Data provided by Statista indicate that this year approximately five-percent of U.S. consumers prefer shopping for groceries online. The total U.S. online grocery sales amounted to about 7 billion U.S. dollars in 2015 and are expected to rise to 18 billion U.S. dollars by 2020.

Is This the Future for Supermarkets?

robotsWhile several of our posts have discussed the emerging trend toward on-line grocery shopping options, a recent SupermarketNews article might be giving us an interesting glimpse into the future!

According to the article, self-driving robots capable of delivering groceries or restaurant meals are now being used in several European countries, and are also being tested in Washington, D.C.

Starship Technologies, an Estonian technology company established in 2014 by the co-founders of Skype, have developed the robots, which as you can see above resemble six-wheeled buggies.  Apparently these robots are capable of delivering up to 20 pounds of food, packages and goods to consumers within a short radius of their point of origin.

“They’re cost efficient, particularly for the kinds of small deliveries food retailers often find the most expensive,” said Henry Harris-Burland, Starship’s marketing and communications manager.

According to the article, the technology could cut costs to pennies per delivery, and allow for the delivery of even a single item to be profitable. Customers can place their orders on-line or through a mobile app, and a robot is dispatched to deliver in as soon as 15 minutes.

While this might all seem a bit futuristic, it strikes me as another step toward trying to cater to consumers’ demand for convenience, and toward providing a better, more customized shopping experience.

Thoughts?

Instacart Expands North from Boston: Helping the Elderly…

Instacart is expanding to 17 new ZIP codes in Massachusetts according to a recent Boston Globe article.

The San Francisco-based company, which allows users to order groceries online for delivery in as little as an hour, said this trend toward online shopping can help “aging residents navigate the necessities of hometown living.”

The article went on to say Instacart currently has 7,000 active users in the Boston region, and hopes to more than double that number in the next year.
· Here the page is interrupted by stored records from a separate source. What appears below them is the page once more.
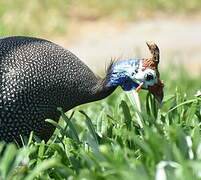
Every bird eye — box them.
[146,74,154,81]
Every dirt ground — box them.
[56,17,201,75]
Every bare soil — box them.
[56,17,201,75]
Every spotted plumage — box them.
[0,36,163,142]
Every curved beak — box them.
[148,81,164,103]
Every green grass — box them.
[0,0,201,37]
[0,70,201,180]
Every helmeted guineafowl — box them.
[0,36,163,142]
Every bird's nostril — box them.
[146,74,154,81]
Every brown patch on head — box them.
[142,42,164,102]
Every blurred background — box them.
[0,0,201,75]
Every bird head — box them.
[108,42,164,102]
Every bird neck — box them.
[106,59,142,91]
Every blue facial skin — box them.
[107,59,143,91]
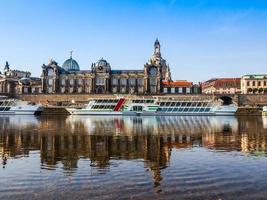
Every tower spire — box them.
[154,38,160,55]
[70,50,73,59]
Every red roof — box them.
[202,78,241,88]
[162,80,193,87]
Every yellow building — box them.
[241,74,267,94]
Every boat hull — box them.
[67,109,235,116]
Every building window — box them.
[163,88,168,94]
[85,79,90,85]
[70,79,74,85]
[150,86,157,93]
[149,78,157,85]
[78,78,83,85]
[129,78,135,86]
[61,79,66,85]
[47,69,54,76]
[48,79,53,85]
[149,67,157,76]
[112,78,118,85]
[23,88,28,94]
[137,78,144,86]
[186,87,190,94]
[96,77,105,85]
[121,78,127,86]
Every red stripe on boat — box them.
[114,98,125,111]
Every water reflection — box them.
[0,116,267,171]
[0,116,267,199]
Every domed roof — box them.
[62,56,80,71]
[96,58,110,67]
[19,77,31,85]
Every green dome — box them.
[62,57,80,71]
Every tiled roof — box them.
[162,80,193,87]
[202,78,241,89]
[111,69,144,74]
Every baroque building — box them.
[241,74,267,94]
[41,39,172,94]
[201,78,241,94]
[0,62,42,95]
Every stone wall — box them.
[16,94,214,106]
[238,94,267,107]
[16,94,267,107]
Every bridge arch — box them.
[219,95,233,105]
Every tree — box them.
[259,88,263,93]
[253,88,258,94]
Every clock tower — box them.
[144,39,171,94]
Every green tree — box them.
[253,88,258,94]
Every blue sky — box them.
[0,0,267,82]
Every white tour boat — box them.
[67,97,238,116]
[0,96,43,115]
[262,106,267,116]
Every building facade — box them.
[162,80,201,94]
[241,74,267,94]
[0,62,42,95]
[41,40,171,94]
[201,78,241,94]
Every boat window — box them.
[132,106,143,111]
[0,107,10,111]
[205,108,210,112]
[168,108,172,112]
[166,102,171,106]
[182,102,186,106]
[176,102,181,107]
[188,108,195,112]
[192,102,197,106]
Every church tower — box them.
[144,39,171,94]
[154,38,161,57]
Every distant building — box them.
[162,80,200,94]
[0,62,42,95]
[41,40,171,94]
[241,74,267,94]
[201,78,241,94]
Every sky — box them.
[0,0,267,82]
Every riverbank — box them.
[41,106,262,116]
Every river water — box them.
[0,116,267,199]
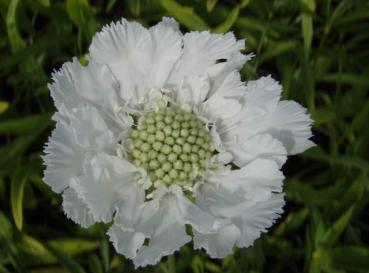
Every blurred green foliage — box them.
[0,0,369,273]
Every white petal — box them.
[170,31,245,84]
[265,101,315,155]
[49,58,119,113]
[107,225,145,259]
[233,194,285,247]
[147,17,182,89]
[202,159,284,204]
[245,75,282,110]
[69,105,118,154]
[175,76,210,109]
[43,105,117,192]
[218,77,314,157]
[90,19,181,101]
[71,154,144,223]
[63,188,95,228]
[133,195,191,267]
[226,134,287,167]
[193,225,241,258]
[43,121,85,193]
[159,17,182,35]
[177,190,224,233]
[194,159,284,254]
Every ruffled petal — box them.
[63,188,95,228]
[133,194,191,267]
[194,159,284,255]
[226,134,287,167]
[200,71,246,119]
[233,194,285,247]
[42,121,85,193]
[49,58,120,113]
[218,77,314,159]
[43,105,117,192]
[193,224,241,258]
[90,19,181,103]
[258,101,315,155]
[70,154,144,223]
[69,105,118,154]
[107,224,145,259]
[169,31,245,85]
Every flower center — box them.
[129,106,214,185]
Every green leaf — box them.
[318,73,369,86]
[0,100,9,114]
[301,0,315,52]
[0,211,13,240]
[303,147,369,172]
[48,238,100,256]
[0,114,50,134]
[89,254,103,273]
[212,5,240,33]
[191,256,205,273]
[67,0,97,38]
[206,0,218,12]
[100,239,110,273]
[275,208,309,236]
[6,0,25,52]
[260,41,297,63]
[330,246,369,272]
[10,166,29,230]
[321,205,355,246]
[45,244,85,273]
[19,235,100,264]
[160,0,209,30]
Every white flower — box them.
[44,18,313,266]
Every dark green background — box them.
[0,0,369,273]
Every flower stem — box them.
[167,254,176,273]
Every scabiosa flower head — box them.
[44,18,313,266]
The company also has about 100 employees and some 300 delivery contractors in the Boston area, with plans to hire up to 50 more contractors for the new expansion.
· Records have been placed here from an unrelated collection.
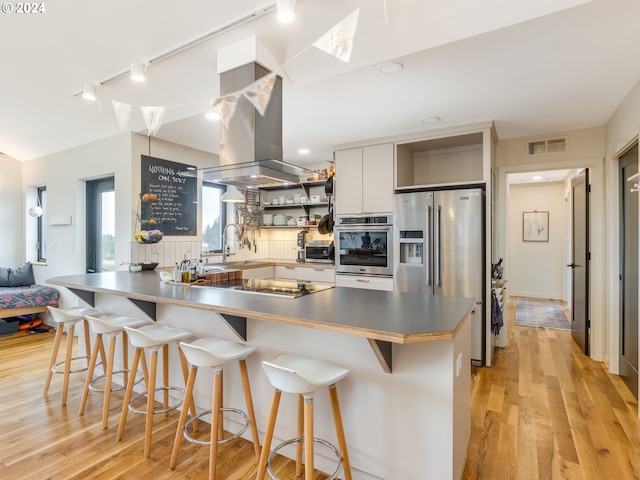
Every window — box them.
[87,177,116,273]
[36,187,47,262]
[202,182,227,253]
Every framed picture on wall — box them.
[522,210,549,242]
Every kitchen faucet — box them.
[222,223,240,263]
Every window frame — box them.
[36,186,47,263]
[200,180,227,254]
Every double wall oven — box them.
[334,215,393,277]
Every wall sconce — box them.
[82,83,98,102]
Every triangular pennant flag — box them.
[313,8,360,62]
[111,100,131,132]
[211,93,238,128]
[140,107,165,137]
[242,73,276,117]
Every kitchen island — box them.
[48,272,473,480]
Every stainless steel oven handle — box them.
[434,205,442,287]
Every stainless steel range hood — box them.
[203,63,313,188]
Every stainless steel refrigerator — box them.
[393,188,486,365]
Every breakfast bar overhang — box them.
[48,271,474,480]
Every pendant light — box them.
[220,185,246,203]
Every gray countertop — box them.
[47,271,474,343]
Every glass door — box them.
[87,177,116,273]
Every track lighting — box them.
[276,0,296,23]
[131,61,148,82]
[82,83,98,101]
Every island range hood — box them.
[202,63,313,188]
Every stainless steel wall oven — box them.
[334,215,393,277]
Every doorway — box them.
[568,168,591,355]
[87,177,116,273]
[619,144,638,398]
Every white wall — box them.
[507,183,567,300]
[0,155,22,267]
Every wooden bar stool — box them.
[44,307,104,406]
[169,338,260,480]
[116,324,195,458]
[256,354,351,480]
[79,315,151,428]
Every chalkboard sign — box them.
[140,155,198,236]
Customers can opt to pay $5.99 per delivery or frequent shoppers can pay $150 per year to waive all delivery fees.

Read the full article…

 

More “E’s” Coming to SupErmarkEts?

A recent SupermarketNews article reported that Super Foods, an independent operator in southwest Alabama, is launching an online grocery program, which is scheduled to begin in mid-August, according to the e-commerce provider.

Said Lillian Wilson, the retailer’s HR director, “Our customers have been asking for online ordering, and we’re pleased to be able to give it to them.”
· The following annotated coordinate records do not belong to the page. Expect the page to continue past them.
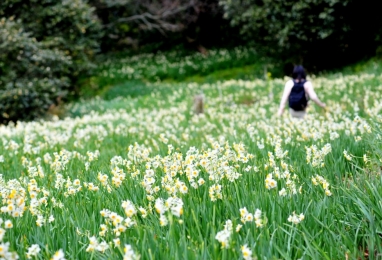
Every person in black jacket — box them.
[277,65,326,118]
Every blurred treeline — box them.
[0,0,382,123]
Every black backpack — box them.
[289,80,308,111]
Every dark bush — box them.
[0,0,102,123]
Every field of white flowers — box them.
[0,60,382,259]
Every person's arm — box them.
[277,80,293,116]
[304,81,326,108]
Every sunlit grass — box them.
[0,54,382,259]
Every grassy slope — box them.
[0,51,382,259]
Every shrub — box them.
[0,0,101,123]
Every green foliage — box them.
[0,0,100,123]
[82,47,281,96]
[219,0,382,69]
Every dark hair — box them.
[292,65,306,79]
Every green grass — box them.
[0,51,382,259]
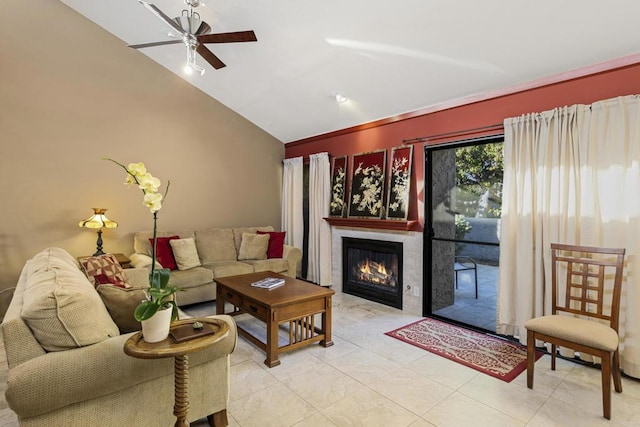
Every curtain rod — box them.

The online offering will make available Super Foods’ entire inventory, with online prices that will always match in-store prices and a choice of curbside pickup or home delivery for what it called “a small fee.”  The chain is also building a mobile shopping app that will sync with online ordering, including a built-in bar code scanner that will let shoppers scan any item to add instantly to their shopping cart.

Along similar lines, in a recent Viewpoints editorial author Andrew Levi suggests that supermarkets might “cash in” by making each trip to the store more fun and “engaging” via some type of app like “Pokémon Go.”

As you may well be aware, the game launched earlier this month and has become quite a phenomena!

“It’s no wonder that retailers, advertisers and marketers are already beginning to explore how to capitalize on this momentum by using lure modules on a “Pokéstop” in the game to attract more users to a certain area, such as a store location, so there are more Pokémon to catch,” said Levi.

Looks like the “E” trend in grocery shopping is continuing!